Three human third molars were used in this study following surgical extraction from patients aged 55, 25 and 19 years old (designated by 19y, 25y and 55y). The samples were cleaned with an ultrasound bath and disinfected in a Chloramine-T (0.5% - 5g/L) solution, fixed in 70% ethanol for more than 48 hours and embedded in an athermal curing epoxy resin. Four slices were sectioned in the mesiodistal plane using a diamond saw with water lubrication, cleaned and dried for 24H. The sections were hand-polished to a final thickness of 200 ±10 μm. The sections from each patient were finally divided into two groups: 1) stained and mounted in a glycerol solution with 0.02 wt% Rhodamine B;  2) without staining (unstained) and mounted in pure glycerol.
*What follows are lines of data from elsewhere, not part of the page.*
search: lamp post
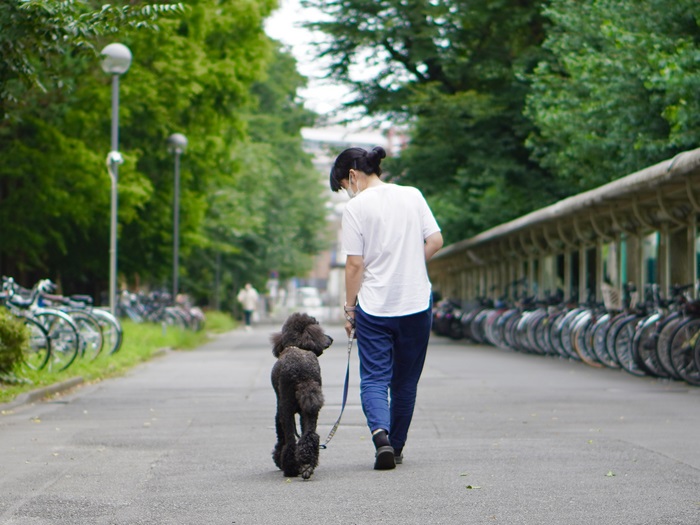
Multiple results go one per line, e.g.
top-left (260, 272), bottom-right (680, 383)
top-left (168, 133), bottom-right (187, 302)
top-left (100, 43), bottom-right (131, 315)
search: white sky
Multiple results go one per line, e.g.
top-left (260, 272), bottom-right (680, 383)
top-left (265, 0), bottom-right (348, 114)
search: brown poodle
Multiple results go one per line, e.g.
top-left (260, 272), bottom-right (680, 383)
top-left (270, 313), bottom-right (333, 479)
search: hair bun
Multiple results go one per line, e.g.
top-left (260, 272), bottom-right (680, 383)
top-left (369, 146), bottom-right (386, 162)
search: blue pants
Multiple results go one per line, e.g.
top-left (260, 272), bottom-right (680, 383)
top-left (355, 305), bottom-right (432, 449)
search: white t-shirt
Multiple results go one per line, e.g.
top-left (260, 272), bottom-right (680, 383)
top-left (342, 184), bottom-right (440, 317)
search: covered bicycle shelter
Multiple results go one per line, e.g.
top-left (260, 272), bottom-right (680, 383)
top-left (428, 149), bottom-right (700, 302)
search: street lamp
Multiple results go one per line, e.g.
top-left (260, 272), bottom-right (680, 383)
top-left (100, 43), bottom-right (131, 315)
top-left (168, 133), bottom-right (187, 302)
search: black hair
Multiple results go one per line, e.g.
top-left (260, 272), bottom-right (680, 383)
top-left (330, 146), bottom-right (386, 191)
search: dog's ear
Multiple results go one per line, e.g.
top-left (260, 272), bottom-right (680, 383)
top-left (270, 332), bottom-right (285, 357)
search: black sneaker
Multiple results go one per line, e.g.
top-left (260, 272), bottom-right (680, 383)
top-left (374, 445), bottom-right (396, 470)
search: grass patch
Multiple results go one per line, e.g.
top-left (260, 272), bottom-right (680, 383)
top-left (0, 312), bottom-right (238, 403)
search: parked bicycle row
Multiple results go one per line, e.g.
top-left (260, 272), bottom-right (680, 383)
top-left (433, 283), bottom-right (700, 386)
top-left (0, 277), bottom-right (123, 371)
top-left (117, 290), bottom-right (206, 331)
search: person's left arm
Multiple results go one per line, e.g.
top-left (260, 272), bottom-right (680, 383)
top-left (425, 231), bottom-right (443, 262)
top-left (345, 255), bottom-right (365, 337)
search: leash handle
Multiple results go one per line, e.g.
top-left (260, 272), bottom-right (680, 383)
top-left (319, 328), bottom-right (355, 449)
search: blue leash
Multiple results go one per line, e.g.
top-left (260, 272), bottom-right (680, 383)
top-left (319, 328), bottom-right (355, 449)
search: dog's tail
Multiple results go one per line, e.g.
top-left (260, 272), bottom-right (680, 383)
top-left (296, 381), bottom-right (323, 412)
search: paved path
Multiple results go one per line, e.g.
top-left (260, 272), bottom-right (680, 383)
top-left (0, 320), bottom-right (700, 525)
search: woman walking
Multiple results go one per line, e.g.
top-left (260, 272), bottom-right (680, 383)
top-left (330, 147), bottom-right (443, 470)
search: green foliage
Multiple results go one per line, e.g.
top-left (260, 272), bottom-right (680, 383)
top-left (0, 311), bottom-right (236, 403)
top-left (0, 307), bottom-right (29, 376)
top-left (306, 0), bottom-right (561, 242)
top-left (527, 0), bottom-right (700, 192)
top-left (0, 0), bottom-right (325, 303)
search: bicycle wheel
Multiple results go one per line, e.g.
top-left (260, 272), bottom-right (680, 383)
top-left (688, 337), bottom-right (700, 386)
top-left (613, 315), bottom-right (646, 376)
top-left (34, 310), bottom-right (80, 371)
top-left (670, 318), bottom-right (700, 384)
top-left (90, 308), bottom-right (124, 354)
top-left (593, 313), bottom-right (620, 368)
top-left (605, 312), bottom-right (629, 368)
top-left (573, 311), bottom-right (603, 368)
top-left (632, 313), bottom-right (669, 377)
top-left (656, 314), bottom-right (685, 379)
top-left (68, 310), bottom-right (104, 360)
top-left (22, 317), bottom-right (51, 370)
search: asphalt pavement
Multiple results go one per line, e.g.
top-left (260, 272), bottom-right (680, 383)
top-left (0, 318), bottom-right (700, 525)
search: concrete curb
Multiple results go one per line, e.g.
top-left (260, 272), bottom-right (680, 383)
top-left (0, 377), bottom-right (85, 411)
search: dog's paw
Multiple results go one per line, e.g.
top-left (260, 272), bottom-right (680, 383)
top-left (299, 465), bottom-right (314, 479)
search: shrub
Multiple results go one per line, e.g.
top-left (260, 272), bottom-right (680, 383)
top-left (0, 306), bottom-right (29, 381)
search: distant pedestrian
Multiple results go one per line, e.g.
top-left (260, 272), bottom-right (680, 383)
top-left (236, 283), bottom-right (260, 330)
top-left (330, 147), bottom-right (443, 470)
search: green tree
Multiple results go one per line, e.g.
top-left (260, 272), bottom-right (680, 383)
top-left (305, 0), bottom-right (561, 242)
top-left (527, 0), bottom-right (700, 193)
top-left (0, 0), bottom-right (324, 308)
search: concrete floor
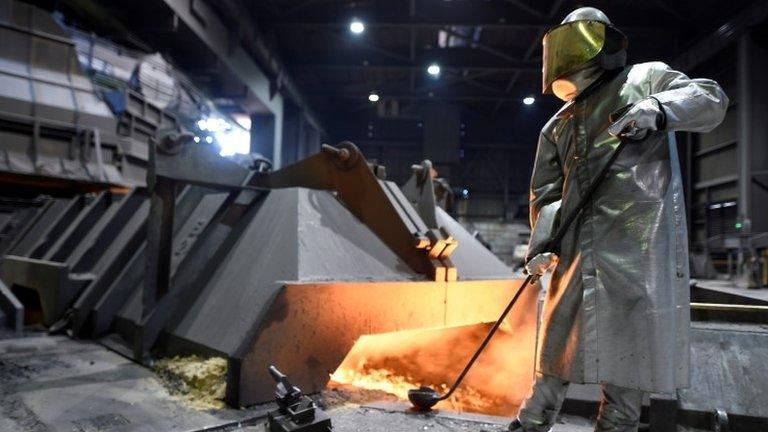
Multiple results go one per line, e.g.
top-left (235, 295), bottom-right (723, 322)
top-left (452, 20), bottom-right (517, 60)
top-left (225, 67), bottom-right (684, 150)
top-left (0, 333), bottom-right (592, 432)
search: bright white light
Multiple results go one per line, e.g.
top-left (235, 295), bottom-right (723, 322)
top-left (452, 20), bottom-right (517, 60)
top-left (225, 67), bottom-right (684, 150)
top-left (349, 20), bottom-right (365, 34)
top-left (216, 128), bottom-right (251, 156)
top-left (195, 117), bottom-right (251, 156)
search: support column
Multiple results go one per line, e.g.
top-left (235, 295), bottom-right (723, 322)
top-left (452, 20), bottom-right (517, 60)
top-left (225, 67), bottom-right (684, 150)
top-left (251, 113), bottom-right (274, 165)
top-left (736, 32), bottom-right (753, 232)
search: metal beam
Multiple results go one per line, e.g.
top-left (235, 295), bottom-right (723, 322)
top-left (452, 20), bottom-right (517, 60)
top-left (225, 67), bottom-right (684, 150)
top-left (441, 27), bottom-right (518, 63)
top-left (164, 0), bottom-right (323, 159)
top-left (291, 63), bottom-right (541, 73)
top-left (507, 0), bottom-right (544, 18)
top-left (491, 0), bottom-right (564, 117)
top-left (271, 17), bottom-right (668, 34)
top-left (309, 91), bottom-right (536, 102)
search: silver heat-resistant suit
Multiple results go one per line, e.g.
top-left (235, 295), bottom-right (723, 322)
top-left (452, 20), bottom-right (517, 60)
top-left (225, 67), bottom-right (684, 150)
top-left (513, 4), bottom-right (728, 431)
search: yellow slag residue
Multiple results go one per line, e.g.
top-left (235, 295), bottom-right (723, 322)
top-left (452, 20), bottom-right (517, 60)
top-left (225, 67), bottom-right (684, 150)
top-left (154, 355), bottom-right (227, 410)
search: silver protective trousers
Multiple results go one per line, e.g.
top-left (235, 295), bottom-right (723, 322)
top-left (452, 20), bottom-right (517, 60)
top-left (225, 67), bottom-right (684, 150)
top-left (517, 374), bottom-right (644, 432)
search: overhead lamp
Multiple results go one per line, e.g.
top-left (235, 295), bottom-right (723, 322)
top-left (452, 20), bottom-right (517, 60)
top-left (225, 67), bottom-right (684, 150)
top-left (349, 19), bottom-right (365, 34)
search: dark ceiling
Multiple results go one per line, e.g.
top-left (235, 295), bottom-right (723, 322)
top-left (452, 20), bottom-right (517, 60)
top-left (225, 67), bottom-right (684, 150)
top-left (245, 0), bottom-right (749, 117)
top-left (28, 0), bottom-right (765, 208)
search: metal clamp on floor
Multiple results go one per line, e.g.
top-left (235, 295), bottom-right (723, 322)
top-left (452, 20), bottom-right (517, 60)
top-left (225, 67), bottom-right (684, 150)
top-left (268, 366), bottom-right (333, 432)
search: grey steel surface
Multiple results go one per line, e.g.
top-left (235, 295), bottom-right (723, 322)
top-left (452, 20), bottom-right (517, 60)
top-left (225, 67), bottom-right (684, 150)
top-left (0, 1), bottom-right (146, 184)
top-left (0, 281), bottom-right (24, 333)
top-left (170, 188), bottom-right (419, 360)
top-left (678, 323), bottom-right (768, 418)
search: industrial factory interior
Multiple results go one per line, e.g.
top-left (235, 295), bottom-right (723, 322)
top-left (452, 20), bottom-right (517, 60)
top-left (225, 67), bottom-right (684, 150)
top-left (0, 0), bottom-right (768, 432)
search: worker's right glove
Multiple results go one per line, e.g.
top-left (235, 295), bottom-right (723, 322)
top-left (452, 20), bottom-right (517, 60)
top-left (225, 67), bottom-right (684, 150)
top-left (608, 97), bottom-right (667, 140)
top-left (525, 252), bottom-right (557, 276)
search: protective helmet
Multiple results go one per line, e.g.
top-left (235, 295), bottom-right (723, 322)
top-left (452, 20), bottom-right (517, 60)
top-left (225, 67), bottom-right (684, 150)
top-left (542, 7), bottom-right (627, 93)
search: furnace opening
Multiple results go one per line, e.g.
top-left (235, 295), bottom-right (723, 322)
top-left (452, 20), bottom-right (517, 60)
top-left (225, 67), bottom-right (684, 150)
top-left (328, 318), bottom-right (536, 416)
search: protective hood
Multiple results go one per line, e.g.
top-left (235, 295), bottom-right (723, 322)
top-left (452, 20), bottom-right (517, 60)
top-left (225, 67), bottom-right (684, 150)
top-left (542, 20), bottom-right (627, 93)
top-left (552, 63), bottom-right (605, 102)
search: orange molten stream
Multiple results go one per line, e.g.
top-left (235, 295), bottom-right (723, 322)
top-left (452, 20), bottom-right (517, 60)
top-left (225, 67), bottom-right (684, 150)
top-left (329, 316), bottom-right (536, 416)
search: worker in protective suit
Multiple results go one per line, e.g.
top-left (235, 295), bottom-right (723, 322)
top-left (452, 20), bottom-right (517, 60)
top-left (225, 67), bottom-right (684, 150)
top-left (509, 8), bottom-right (728, 432)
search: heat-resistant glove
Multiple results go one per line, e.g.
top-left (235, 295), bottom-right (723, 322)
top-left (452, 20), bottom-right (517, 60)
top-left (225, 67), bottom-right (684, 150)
top-left (525, 252), bottom-right (557, 276)
top-left (608, 97), bottom-right (666, 140)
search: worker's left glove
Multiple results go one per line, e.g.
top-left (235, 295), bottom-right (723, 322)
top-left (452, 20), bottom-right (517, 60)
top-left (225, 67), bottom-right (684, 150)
top-left (608, 97), bottom-right (666, 140)
top-left (525, 252), bottom-right (557, 276)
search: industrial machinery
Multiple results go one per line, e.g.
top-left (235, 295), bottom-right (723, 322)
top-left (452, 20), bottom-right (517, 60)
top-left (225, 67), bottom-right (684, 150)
top-left (2, 130), bottom-right (519, 405)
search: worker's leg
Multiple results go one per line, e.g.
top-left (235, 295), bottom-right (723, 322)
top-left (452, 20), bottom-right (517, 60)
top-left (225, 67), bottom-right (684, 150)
top-left (595, 384), bottom-right (644, 432)
top-left (509, 374), bottom-right (568, 432)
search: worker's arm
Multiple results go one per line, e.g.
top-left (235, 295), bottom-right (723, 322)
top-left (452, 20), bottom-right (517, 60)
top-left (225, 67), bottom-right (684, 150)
top-left (609, 62), bottom-right (728, 139)
top-left (525, 132), bottom-right (563, 270)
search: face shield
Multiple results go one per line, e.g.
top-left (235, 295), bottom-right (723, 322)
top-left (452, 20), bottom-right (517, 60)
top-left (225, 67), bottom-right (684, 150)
top-left (542, 20), bottom-right (608, 93)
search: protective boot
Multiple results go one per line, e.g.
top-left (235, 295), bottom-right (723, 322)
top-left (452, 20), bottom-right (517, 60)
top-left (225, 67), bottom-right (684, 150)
top-left (595, 384), bottom-right (644, 432)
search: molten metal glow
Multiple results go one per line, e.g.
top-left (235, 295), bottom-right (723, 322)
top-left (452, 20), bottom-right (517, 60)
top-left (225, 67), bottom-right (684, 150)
top-left (329, 309), bottom-right (536, 416)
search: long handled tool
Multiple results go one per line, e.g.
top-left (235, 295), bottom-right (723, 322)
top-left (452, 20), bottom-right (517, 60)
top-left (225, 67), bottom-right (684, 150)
top-left (408, 109), bottom-right (631, 411)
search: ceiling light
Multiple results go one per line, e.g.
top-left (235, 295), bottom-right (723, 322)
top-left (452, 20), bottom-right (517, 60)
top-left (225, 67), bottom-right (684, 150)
top-left (349, 20), bottom-right (365, 34)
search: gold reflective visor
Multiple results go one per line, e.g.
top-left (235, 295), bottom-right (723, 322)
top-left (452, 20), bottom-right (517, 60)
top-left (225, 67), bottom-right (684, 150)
top-left (542, 20), bottom-right (606, 93)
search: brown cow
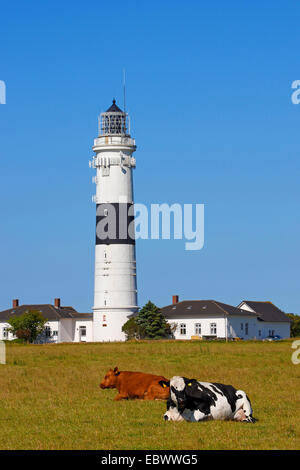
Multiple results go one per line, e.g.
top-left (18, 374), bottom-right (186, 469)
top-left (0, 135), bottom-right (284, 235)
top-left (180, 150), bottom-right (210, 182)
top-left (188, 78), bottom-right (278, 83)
top-left (100, 367), bottom-right (170, 401)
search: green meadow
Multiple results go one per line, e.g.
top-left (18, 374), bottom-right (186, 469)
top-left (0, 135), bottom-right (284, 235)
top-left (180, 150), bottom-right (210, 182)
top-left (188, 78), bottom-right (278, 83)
top-left (0, 340), bottom-right (300, 450)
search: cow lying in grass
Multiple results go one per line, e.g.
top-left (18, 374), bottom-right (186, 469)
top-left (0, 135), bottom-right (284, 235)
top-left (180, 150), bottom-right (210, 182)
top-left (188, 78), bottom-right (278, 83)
top-left (100, 367), bottom-right (170, 401)
top-left (164, 376), bottom-right (256, 423)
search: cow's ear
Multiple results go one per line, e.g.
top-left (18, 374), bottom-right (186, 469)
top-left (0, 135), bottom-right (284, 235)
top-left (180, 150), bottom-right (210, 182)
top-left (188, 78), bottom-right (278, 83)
top-left (158, 380), bottom-right (170, 388)
top-left (184, 379), bottom-right (197, 387)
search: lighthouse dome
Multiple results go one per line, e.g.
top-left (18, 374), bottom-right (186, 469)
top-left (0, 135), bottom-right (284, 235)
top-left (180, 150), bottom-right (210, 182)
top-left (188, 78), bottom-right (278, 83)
top-left (99, 100), bottom-right (127, 135)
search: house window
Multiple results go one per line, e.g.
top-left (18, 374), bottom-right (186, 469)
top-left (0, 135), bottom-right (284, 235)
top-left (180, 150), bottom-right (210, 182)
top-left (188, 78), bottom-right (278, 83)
top-left (210, 323), bottom-right (217, 336)
top-left (79, 326), bottom-right (86, 341)
top-left (80, 326), bottom-right (86, 336)
top-left (45, 326), bottom-right (51, 338)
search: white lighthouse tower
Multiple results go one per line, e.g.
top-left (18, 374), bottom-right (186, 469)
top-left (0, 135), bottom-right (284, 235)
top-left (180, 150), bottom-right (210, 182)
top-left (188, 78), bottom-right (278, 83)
top-left (90, 100), bottom-right (138, 341)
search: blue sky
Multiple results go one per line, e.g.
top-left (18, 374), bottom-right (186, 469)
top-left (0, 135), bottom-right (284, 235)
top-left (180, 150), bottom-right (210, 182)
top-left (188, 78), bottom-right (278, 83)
top-left (0, 0), bottom-right (300, 313)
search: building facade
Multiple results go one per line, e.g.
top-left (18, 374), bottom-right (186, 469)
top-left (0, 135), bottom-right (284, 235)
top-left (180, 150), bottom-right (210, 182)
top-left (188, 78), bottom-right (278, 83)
top-left (161, 296), bottom-right (290, 340)
top-left (0, 298), bottom-right (93, 343)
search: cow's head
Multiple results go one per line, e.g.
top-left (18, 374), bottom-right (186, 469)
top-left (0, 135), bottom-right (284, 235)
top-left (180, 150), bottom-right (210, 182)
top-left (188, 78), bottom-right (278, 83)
top-left (100, 367), bottom-right (120, 388)
top-left (170, 376), bottom-right (196, 411)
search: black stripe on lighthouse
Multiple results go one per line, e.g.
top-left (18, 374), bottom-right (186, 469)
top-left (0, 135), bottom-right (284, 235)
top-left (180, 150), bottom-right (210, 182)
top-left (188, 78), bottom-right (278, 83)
top-left (96, 202), bottom-right (135, 245)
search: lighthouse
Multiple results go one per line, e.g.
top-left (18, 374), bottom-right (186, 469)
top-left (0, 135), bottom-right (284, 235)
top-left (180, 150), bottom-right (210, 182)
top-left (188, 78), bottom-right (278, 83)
top-left (90, 100), bottom-right (138, 341)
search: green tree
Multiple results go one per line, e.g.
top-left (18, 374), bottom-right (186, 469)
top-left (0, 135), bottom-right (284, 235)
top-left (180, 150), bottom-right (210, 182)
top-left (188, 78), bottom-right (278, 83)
top-left (8, 310), bottom-right (47, 343)
top-left (122, 317), bottom-right (141, 340)
top-left (135, 300), bottom-right (172, 339)
top-left (287, 313), bottom-right (300, 338)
Autofluorescence images were acquired using a confocal laser scanning microscope (CLSM) with an oil immersion objective with 40x 1.3 NA (Leica TCS SP8), at an excitation of 405 nm, by integrating into a wavelength range of 410-650 nm. To obtain a global overview, large 2D mosaic images of transmitted light and autofluorescence were simultaneously acquired on the unstained samples. The 25y sample was thus imaged over a field of view (FOV) of 10 393 x 5 727 μm² with a mosaic consisting of 31 x 17 tiles with 15 % overlap, each covering an FOV of 388.2 x 388.2 μm² with a pixel size of 758 nm at 2.8 µW laser power. Higher resolution analysis was then performed by acquiring autofluorescence images from five structurally distinct regions of interest (ROIs) in the 19y, 25y and 55y unstained samples: enamel, dentin-enamel junction (DEJ), dentin, predentin and interglobular dentin (IGD). Images were acquired with a FOV of 72.66 x 72.66 μm² and a pixel size of 35 nm and a FOV of 48.44 x 48.44 μm² with a pixel size of 24 nm at a laser power of 7.17 μW. To compare the autofluorescence with fluorescence staining, simultaneous acquisitions of autofluorescence and fluorescence imaging were acquired in five similar ROIs in the 19y and 55y stained sample. Two lasers were used simultaneously to excite both the endogenous fluorophores at 405 nm with 14.4 μW power and Rhodamine B at 561 nm with 7 μW. For IGD and predentin, the 561 nm laser was constrained to 2.1 μW. The separation of the two signals was achieved by limiting the detection wavelength range of the two channels to 410–510 nm for autofluorescence and 575 – 600 nm for Rhodamine B, respectively.